First of all, I would not call gfortran an unsatisfactory compiler. It is an excellent product (if one disregards numerous bugs in the very first versions of it, like 4.0-4.1). And it simply cannot be called obselete because not that much time has passed since it was first included in gnu compiler collection. As far as me is concerned, I am using a relatively recent version of it (4.3.2). In fact, gfortran has some nice features that ifort, unfortunately, does not offer. I have seen many cases when it even generates faster code. Although, in general, I would give ifort an edge here. Anyway, I also assumed this thread was about ifort.

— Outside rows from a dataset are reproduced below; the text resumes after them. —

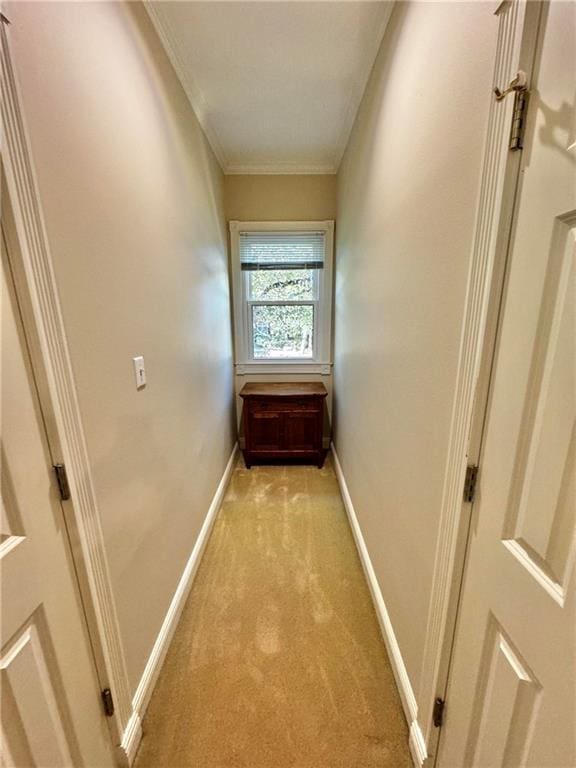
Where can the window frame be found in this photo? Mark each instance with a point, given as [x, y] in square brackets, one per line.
[245, 362]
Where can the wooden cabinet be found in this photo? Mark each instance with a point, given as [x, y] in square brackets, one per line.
[283, 421]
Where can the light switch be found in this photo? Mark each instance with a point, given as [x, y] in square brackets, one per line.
[139, 372]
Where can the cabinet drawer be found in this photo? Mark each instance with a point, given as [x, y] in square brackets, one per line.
[284, 405]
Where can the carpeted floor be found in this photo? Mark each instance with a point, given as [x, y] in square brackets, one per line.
[278, 660]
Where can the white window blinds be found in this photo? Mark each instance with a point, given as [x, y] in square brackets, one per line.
[281, 250]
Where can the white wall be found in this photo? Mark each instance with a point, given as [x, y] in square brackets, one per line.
[407, 193]
[134, 210]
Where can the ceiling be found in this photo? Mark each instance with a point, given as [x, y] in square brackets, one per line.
[276, 85]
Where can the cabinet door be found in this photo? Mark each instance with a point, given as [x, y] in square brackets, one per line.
[301, 430]
[265, 431]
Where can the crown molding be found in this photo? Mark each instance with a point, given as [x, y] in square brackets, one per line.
[191, 89]
[370, 54]
[280, 169]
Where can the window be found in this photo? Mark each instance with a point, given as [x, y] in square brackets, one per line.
[282, 293]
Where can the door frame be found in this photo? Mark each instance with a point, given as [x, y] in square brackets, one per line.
[31, 262]
[518, 23]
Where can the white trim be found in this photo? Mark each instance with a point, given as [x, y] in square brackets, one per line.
[131, 739]
[191, 89]
[287, 168]
[35, 279]
[417, 745]
[498, 183]
[158, 654]
[407, 697]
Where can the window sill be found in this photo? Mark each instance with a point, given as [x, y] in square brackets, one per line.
[244, 369]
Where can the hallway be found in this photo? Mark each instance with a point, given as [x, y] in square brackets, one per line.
[278, 659]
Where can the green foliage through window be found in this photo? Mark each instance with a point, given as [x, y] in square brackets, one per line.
[283, 330]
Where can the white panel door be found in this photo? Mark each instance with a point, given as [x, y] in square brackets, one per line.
[51, 712]
[511, 698]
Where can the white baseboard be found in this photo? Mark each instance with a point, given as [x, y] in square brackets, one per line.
[407, 697]
[158, 654]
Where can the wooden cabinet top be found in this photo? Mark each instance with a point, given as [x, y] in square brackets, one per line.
[296, 389]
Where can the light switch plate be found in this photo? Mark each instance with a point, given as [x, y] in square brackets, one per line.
[139, 372]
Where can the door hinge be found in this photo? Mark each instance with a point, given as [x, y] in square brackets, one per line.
[438, 713]
[470, 483]
[518, 119]
[519, 87]
[62, 479]
[108, 702]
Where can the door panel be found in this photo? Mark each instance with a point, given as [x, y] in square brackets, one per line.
[300, 431]
[51, 713]
[511, 698]
[266, 431]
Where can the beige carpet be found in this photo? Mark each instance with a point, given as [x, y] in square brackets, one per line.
[278, 659]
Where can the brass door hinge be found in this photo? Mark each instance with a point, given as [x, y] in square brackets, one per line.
[470, 483]
[108, 702]
[438, 712]
[62, 478]
[519, 87]
[518, 120]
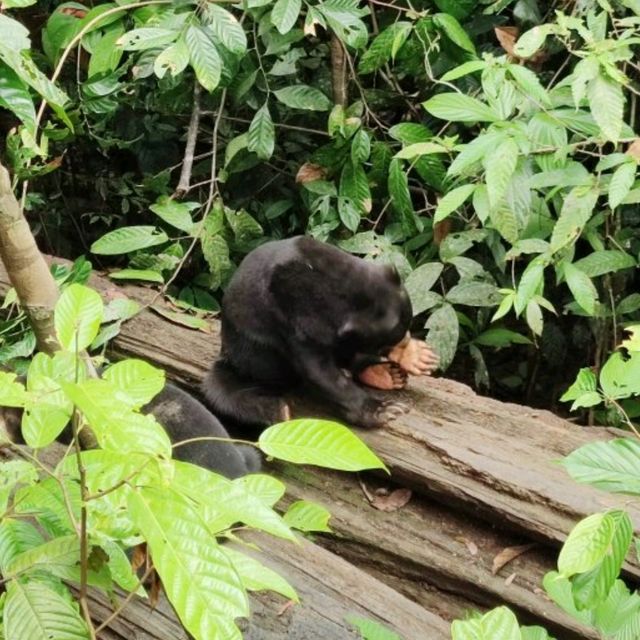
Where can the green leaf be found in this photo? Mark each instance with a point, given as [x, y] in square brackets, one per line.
[137, 380]
[381, 48]
[583, 290]
[349, 213]
[587, 544]
[12, 393]
[452, 29]
[419, 149]
[497, 337]
[146, 38]
[606, 261]
[620, 377]
[606, 101]
[215, 596]
[612, 466]
[57, 556]
[224, 503]
[576, 211]
[256, 577]
[13, 473]
[499, 168]
[302, 96]
[16, 536]
[529, 285]
[498, 624]
[137, 274]
[127, 239]
[355, 186]
[173, 59]
[177, 214]
[529, 84]
[419, 282]
[592, 588]
[33, 611]
[444, 333]
[475, 294]
[204, 56]
[319, 442]
[226, 27]
[285, 14]
[371, 630]
[621, 182]
[472, 66]
[307, 516]
[458, 107]
[116, 427]
[360, 147]
[77, 318]
[262, 133]
[530, 41]
[452, 201]
[401, 197]
[15, 96]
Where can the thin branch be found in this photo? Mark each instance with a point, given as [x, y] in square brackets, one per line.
[190, 147]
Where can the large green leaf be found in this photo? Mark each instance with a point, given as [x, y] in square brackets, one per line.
[419, 283]
[262, 133]
[498, 624]
[199, 579]
[15, 96]
[576, 211]
[621, 182]
[136, 379]
[587, 544]
[302, 96]
[605, 261]
[592, 588]
[474, 294]
[223, 503]
[285, 14]
[177, 214]
[620, 377]
[226, 27]
[499, 166]
[256, 577]
[77, 318]
[401, 197]
[12, 393]
[452, 29]
[583, 290]
[319, 442]
[204, 56]
[115, 425]
[458, 107]
[33, 611]
[381, 49]
[127, 239]
[606, 101]
[146, 38]
[444, 333]
[452, 200]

I was not lazy to actually do some rough tests on my desktop computer (for some reason it became interesting for me). It is no way a scientific testing, so I am not claiming it is extremely accurate. After all, hardware differences will probably cause some variations of the results. So I did five diffeent ways of multiplications. lorbit was declared as a parameter, i_max was 70000, all arays were static. I tested the case lorbit=9, lorbit=12, and lorbit=17. Timings are given below. I run every case for four times and took the best time. I only tried -O2 and -O3 flags (did not want to spend an entire day playing with it). The BLAS DGEMM was taken from Intel MKL library. It is obviously optimized for x86, but certainly not finetuned for my particular machine (Core 2 Dou 6700 2.66Mhz). The three numbers correspond to the best timings for lorbit=9,12, and 17 respectively. I used ifort 11.0 and gfortran 4.3.2 for making binaries.

original code
ifort -O2 4.01 11.00 40.35
ifort -O3 4.01 11.02 36.79
gfortran -O2 8.13 18.46 48.13
gfortran -O3 3.54 9.10 28.58

original code + precopying t=srl(:,:,i)
ifort -O2 3.97 10.47 33.85
ifort -O3 3.98 10.46 33.84
gfortran -O2 11.84 17.13 49.96
gfortran -O3 3.63 9.12 28.74

dot_product code
ifort -O2 4.08 10.73 32.83
ifort -O3 4.08 10.74 33.29
gfortran -O2 8.32 19.34 50.90
gfortran -O3 4.84 10.77 35.01

matmul code
ifort -O2 5.50 8.42 29.87
ifort -O3 5.68 7.42 30.64
gfortran -O2 8.57 ??.? 42.72
gfortran -O3 9.34 ??.? 49.76

BLAS DGEMM code + precopying t=srl(:,:,i)
ifort -O2 8.32 8.48 25.86
ifort -O3 8.44 8.52 26.98

??.? - there was some glitch -- I am not sure what's going on there

Looking at this data one can conclude that it does make sense to use BLAS for lorbit=17 as it may provide up to 20-30% performance improvement. For smallest lorbit value the fastest way is to use the original code with an additional copying t=srl(:,:,i) which I mentioned in a post above. Even tough you claim that dot_product is inlined when compiled with ifort -O3, it is still not the fastest way to do the multiplication. It should also be mentioned that the differences between many of the timings are actually marginal and sometimes even smaller than the statistical error.

Sergiy

P.S. The "obsolete" gfortran is actually overperforming ifort a little when the original code (do loops) are used.

TimP · ‎04-28-2009

Thanks for showing the results.
I mentioned gfortran on account of its built-in feature for choosing between its own matmul and BLAS with a compile option to set the size for switching over. You verified the expectation that BLAS would not be efficient for the smallest cases, but it looks like gfortran's own library function doesn't improve on it. If I recall correctly, there is only one case vectorized in gfortran matmul.
If dot_product weren't inlined, it would have taken much longer than the other versions you tested. You could easily check for in-lining, for example by looking at the symbol table of your object file. It looks to me that it didn't perform much different from your original code, which is the expectation I intended to convey.
It may not be surprising if the ifort matmul is favoring multiples of 4; that would be moderately good news, as ifort vectorization often favors only multiples of 8 with aligned data.